Le chef de la Familia grande dans le Var et dans les beaux quartiers de Paris est le beau-père. C’est une huile de Sciences Po (ou Popo ou Pol Pot). Il murmure à l’oreille des présidents, celui du ConCon, celui de la République et de toutes les institutions du Pouvoir, car il est la bouche de la Loi constitutionnelle, mais pas pénale (il s’en garde bien). Il est le Chef du phalanstère. « Mon beau-père règne » : ce n’est pas Berthe qui parle de Rodolphe, mais Camille du nouveau mari d’Emma II. « À la cour comme à la ville, il se fait roi », ce qui est fort de café pour quelqu’un qui explique dans tous les amphis et tous les médias de France, d’Europe et du Monde ce qu’est la République, la Démocratie, l’Union européenne, la Constitution, le Bien (et son antonyme le Mal), etc. Il est vrai que l’on fricote socialo, Mitterrand, ses affairistes, Lang, ses réseaux, les amateurs de parties carrées : « Le pouvoir rapporte. Il n’est plus question d’école publique pour les petits ». Que crèvent les pauvres, les laissés-pour-compte, les prolos, les sans-dents, les illettrés, les chômeurs à vie de père en fils et de mère en fille ! À Sanary, il a son gouvernement ; Berthe en est membre : elle est ministre des mégots. La République de Sanary est une smala ou une tribu nomade, sur laquelle le chef a droit de vie ou de mort – et de cuissage évidemment. Femmes, copains, enfants sont le bétail qu’il dirige et conduit vers le bonheur universel… Voilà à quoi se ramènent les leçons de Sciences Po Paris, la Loi, la Constitution, la République : une régression dans l’humanité archaïque d’avant le Néolithique.

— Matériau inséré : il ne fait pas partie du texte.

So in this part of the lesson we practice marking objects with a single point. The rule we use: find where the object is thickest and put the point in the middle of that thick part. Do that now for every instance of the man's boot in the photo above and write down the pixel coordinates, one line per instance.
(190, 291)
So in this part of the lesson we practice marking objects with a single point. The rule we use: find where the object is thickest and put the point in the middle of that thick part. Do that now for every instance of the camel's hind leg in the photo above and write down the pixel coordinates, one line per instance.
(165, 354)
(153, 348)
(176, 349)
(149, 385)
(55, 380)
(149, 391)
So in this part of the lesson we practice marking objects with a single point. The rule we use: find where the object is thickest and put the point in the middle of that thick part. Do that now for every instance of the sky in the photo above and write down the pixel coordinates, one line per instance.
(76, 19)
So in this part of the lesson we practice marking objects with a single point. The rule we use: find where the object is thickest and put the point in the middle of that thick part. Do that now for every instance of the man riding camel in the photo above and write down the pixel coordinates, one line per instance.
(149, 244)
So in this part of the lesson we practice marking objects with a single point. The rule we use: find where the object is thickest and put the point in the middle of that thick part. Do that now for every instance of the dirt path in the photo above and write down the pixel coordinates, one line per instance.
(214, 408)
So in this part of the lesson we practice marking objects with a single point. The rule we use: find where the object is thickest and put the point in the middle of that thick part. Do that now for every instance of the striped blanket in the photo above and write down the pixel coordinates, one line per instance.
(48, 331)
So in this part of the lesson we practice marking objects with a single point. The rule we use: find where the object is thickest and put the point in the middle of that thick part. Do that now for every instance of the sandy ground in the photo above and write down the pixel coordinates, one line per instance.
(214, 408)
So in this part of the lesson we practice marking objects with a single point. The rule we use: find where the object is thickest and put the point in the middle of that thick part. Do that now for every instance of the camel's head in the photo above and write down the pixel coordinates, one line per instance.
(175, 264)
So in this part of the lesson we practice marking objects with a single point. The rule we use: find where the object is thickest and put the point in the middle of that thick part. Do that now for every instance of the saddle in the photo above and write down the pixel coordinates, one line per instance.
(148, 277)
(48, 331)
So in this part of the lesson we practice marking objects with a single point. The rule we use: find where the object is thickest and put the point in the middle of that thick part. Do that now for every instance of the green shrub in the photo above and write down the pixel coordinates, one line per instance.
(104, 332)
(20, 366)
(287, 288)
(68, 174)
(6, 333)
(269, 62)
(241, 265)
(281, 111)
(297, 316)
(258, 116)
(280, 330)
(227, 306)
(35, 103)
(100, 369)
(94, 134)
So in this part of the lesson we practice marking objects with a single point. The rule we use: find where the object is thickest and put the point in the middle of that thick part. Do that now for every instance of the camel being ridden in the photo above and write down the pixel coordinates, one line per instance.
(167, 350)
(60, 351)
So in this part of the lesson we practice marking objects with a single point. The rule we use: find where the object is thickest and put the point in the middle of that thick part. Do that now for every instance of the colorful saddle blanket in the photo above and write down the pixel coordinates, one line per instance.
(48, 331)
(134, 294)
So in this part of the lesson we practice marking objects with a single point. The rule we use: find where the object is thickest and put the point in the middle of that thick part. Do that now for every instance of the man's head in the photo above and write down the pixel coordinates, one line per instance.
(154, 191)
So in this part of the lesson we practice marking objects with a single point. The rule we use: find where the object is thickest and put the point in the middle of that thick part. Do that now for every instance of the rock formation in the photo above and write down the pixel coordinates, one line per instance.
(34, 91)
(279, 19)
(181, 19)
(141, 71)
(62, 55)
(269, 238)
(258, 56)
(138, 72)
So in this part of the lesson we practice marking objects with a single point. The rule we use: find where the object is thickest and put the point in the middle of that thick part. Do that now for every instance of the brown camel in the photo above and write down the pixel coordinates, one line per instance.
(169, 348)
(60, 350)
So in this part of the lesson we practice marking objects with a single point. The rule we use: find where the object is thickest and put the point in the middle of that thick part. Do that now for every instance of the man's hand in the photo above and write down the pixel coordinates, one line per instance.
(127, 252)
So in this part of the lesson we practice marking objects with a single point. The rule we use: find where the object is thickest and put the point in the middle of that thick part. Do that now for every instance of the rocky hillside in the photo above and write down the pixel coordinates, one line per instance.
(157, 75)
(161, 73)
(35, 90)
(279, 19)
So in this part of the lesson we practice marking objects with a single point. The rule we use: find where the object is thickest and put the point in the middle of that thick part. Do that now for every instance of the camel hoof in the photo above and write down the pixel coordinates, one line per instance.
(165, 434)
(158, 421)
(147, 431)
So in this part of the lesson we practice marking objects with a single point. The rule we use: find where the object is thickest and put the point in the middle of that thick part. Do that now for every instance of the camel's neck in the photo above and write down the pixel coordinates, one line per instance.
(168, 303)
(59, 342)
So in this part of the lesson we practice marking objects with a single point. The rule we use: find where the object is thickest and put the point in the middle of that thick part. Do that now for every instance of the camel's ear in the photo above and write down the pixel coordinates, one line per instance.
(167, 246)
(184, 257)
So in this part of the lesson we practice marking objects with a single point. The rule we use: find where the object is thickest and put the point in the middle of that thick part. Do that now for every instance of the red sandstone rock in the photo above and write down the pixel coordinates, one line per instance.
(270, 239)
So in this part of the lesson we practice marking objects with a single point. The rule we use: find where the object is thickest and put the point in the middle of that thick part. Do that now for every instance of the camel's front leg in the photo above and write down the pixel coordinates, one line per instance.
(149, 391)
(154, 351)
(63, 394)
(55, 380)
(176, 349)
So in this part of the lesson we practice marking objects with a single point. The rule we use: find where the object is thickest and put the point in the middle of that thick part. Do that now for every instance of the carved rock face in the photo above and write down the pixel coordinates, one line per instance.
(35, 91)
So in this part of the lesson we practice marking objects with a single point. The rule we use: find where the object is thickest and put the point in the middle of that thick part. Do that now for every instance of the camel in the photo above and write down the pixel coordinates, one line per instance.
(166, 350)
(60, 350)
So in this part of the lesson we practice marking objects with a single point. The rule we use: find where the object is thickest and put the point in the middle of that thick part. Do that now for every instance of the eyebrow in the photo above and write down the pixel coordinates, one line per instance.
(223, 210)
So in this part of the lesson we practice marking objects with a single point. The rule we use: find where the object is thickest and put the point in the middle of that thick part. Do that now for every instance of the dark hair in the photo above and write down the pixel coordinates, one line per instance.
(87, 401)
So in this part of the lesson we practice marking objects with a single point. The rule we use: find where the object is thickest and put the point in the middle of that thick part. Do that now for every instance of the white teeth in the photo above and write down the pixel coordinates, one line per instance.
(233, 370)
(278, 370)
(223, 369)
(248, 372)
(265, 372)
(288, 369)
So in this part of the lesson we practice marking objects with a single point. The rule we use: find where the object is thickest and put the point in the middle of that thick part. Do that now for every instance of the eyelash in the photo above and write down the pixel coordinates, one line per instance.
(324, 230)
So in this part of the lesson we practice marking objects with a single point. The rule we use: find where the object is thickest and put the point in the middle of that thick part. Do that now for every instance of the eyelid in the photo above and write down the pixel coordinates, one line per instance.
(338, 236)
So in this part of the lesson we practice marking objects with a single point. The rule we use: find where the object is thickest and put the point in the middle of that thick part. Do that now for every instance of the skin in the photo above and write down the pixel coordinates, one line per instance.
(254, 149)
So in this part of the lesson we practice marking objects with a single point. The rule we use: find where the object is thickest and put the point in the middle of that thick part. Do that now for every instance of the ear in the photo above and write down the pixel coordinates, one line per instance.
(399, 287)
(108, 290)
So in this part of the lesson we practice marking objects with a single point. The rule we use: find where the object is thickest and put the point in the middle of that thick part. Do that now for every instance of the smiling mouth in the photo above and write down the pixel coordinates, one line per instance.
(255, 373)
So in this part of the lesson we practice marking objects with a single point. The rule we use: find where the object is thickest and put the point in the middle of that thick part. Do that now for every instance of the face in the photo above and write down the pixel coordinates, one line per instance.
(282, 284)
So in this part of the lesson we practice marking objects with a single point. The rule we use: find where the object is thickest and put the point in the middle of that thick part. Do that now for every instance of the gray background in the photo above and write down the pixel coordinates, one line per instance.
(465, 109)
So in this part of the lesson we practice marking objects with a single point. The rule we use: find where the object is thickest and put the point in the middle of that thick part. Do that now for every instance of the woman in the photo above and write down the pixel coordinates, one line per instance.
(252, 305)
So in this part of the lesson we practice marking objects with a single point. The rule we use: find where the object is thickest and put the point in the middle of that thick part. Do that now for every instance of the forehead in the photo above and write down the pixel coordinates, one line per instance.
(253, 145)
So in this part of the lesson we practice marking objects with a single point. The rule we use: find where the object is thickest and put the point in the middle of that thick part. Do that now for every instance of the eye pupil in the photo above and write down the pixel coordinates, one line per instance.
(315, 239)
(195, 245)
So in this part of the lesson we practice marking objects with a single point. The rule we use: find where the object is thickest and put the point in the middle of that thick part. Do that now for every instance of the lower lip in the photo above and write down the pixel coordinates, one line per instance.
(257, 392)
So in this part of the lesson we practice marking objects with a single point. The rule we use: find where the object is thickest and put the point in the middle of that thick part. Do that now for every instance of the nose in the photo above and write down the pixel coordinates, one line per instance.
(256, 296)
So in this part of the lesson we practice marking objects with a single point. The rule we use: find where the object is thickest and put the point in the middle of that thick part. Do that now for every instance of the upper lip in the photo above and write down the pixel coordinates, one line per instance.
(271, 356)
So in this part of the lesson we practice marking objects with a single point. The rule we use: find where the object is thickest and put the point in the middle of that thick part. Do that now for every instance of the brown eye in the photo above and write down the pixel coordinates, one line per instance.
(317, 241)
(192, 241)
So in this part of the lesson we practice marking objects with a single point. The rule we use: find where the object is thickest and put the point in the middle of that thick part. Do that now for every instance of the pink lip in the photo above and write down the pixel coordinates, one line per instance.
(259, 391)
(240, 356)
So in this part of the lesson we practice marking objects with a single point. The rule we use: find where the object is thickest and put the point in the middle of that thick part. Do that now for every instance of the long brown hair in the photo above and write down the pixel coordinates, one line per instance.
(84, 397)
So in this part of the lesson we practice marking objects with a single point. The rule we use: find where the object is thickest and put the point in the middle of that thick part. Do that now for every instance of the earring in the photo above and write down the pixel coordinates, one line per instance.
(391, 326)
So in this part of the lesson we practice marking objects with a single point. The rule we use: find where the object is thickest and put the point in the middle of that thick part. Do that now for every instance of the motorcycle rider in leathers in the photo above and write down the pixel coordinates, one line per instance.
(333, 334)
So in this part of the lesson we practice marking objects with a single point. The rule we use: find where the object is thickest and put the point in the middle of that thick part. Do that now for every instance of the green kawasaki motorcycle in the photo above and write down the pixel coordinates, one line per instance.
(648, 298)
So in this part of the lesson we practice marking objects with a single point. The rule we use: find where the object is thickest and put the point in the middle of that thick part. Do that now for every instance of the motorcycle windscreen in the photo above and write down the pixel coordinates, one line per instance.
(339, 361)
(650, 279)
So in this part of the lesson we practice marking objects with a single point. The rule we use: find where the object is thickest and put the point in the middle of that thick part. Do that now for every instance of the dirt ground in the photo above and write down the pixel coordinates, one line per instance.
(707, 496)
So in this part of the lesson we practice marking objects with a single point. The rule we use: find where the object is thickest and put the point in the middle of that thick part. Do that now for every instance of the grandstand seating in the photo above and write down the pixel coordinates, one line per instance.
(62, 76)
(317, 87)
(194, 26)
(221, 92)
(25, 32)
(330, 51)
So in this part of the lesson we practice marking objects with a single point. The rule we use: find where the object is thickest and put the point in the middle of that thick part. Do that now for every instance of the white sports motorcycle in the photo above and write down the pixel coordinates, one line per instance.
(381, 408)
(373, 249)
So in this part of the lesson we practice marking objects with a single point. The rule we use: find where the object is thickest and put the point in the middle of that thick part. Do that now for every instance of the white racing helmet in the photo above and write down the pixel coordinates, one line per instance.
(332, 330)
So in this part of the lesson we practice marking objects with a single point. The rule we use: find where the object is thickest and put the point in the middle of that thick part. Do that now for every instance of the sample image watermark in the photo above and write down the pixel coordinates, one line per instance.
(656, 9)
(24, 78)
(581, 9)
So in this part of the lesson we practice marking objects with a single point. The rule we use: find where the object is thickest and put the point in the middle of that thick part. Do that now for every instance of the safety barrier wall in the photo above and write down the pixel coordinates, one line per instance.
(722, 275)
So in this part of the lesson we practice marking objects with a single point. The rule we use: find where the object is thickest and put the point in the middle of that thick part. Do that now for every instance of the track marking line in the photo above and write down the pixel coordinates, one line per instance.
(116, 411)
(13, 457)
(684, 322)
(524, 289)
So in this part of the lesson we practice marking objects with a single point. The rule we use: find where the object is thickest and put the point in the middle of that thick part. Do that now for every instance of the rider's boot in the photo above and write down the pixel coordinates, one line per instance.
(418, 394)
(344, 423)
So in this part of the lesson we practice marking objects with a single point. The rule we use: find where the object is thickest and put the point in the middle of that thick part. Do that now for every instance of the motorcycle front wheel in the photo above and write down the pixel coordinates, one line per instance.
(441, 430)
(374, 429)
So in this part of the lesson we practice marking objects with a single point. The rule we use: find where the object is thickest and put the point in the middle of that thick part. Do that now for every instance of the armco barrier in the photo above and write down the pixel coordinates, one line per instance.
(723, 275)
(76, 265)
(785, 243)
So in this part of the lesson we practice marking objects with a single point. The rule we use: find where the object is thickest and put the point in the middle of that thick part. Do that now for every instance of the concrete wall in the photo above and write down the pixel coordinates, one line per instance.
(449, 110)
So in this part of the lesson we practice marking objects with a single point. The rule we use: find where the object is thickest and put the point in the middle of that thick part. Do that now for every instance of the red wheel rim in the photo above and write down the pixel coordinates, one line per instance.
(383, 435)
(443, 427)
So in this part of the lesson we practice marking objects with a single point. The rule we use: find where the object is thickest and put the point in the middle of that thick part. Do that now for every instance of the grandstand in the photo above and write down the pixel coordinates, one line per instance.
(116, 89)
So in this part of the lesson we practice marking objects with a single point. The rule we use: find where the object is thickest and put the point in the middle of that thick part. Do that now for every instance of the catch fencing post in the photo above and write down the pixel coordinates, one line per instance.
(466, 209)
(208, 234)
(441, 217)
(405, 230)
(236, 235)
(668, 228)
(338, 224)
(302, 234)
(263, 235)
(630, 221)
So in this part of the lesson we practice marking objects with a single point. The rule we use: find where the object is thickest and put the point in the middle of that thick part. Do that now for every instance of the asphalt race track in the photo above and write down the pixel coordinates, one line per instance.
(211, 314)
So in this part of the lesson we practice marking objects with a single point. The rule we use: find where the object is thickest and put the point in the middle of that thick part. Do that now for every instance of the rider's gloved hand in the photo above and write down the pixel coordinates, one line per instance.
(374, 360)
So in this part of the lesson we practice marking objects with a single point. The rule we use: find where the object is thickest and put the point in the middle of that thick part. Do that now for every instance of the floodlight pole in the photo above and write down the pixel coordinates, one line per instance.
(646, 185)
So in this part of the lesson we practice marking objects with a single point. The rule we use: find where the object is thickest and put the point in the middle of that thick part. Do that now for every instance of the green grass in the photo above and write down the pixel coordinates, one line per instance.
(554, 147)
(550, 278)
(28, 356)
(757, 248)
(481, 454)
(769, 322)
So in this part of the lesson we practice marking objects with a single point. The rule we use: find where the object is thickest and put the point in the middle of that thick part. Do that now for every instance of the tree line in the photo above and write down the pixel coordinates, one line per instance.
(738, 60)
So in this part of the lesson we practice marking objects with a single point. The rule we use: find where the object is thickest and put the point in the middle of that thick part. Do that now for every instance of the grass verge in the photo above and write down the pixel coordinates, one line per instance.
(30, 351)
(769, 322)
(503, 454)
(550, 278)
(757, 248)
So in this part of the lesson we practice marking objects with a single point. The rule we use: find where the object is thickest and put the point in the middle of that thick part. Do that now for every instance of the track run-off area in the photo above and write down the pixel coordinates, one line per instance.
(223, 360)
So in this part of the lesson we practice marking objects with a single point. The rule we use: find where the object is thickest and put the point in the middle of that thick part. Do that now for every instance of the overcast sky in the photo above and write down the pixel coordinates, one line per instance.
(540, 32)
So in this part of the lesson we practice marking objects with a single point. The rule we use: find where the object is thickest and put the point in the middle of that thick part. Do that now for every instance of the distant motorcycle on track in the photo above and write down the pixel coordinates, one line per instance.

Les quatre-vingts premières pages de ce livre sont délicieusement ironiques et désabusées : c’est de la bonne littérature. Les quatre-vingts autres sont sombres : ce sont les pages de la tragédie, de la culpabilité maladive, des secrets honteux, de l’emprise psychologique, des crimes sur mineurs de moins de quinze ans par la bouche de la Loi constitutionnelle ayant autorité sur eux. C’est sordide. La légèreté ironique se mue en ressentiment amer et destructeur, haine, mépris. Ce n’est plus Berthe Bovary qui écrit, mais une femme de plus de quarante ans qui trouve enfin sa liberté, non pas dans la baise à tout vent, ni dans l’herbe où l’on vit cul nu, mais dans la famille, la famille étroite, limitée aux liens du sang, le couple. La culpabilité et la honte font sombrer Camille Kouchner dans la mélancolie et la dépression ; elle semble vide ; c’est son corps qui lâche ou que sa mauvaise conscience mortifie ; elle dépérit, la fleur qu’elle était fane très vite, elle maigrit dangereusement, elle ne tient plus debout. Mais l’aveu la sauve et aussi l’amour de son mari, la naissance de ses enfants, la loi biologique – en bref l’éternel féminin. Le témoignage devient éminemment réactionnaire. On comprend pourquoi les médias en occultent la signification pour faire un procès à l’inceste, à la famille supposée criminogène, au prétendu patriarcat.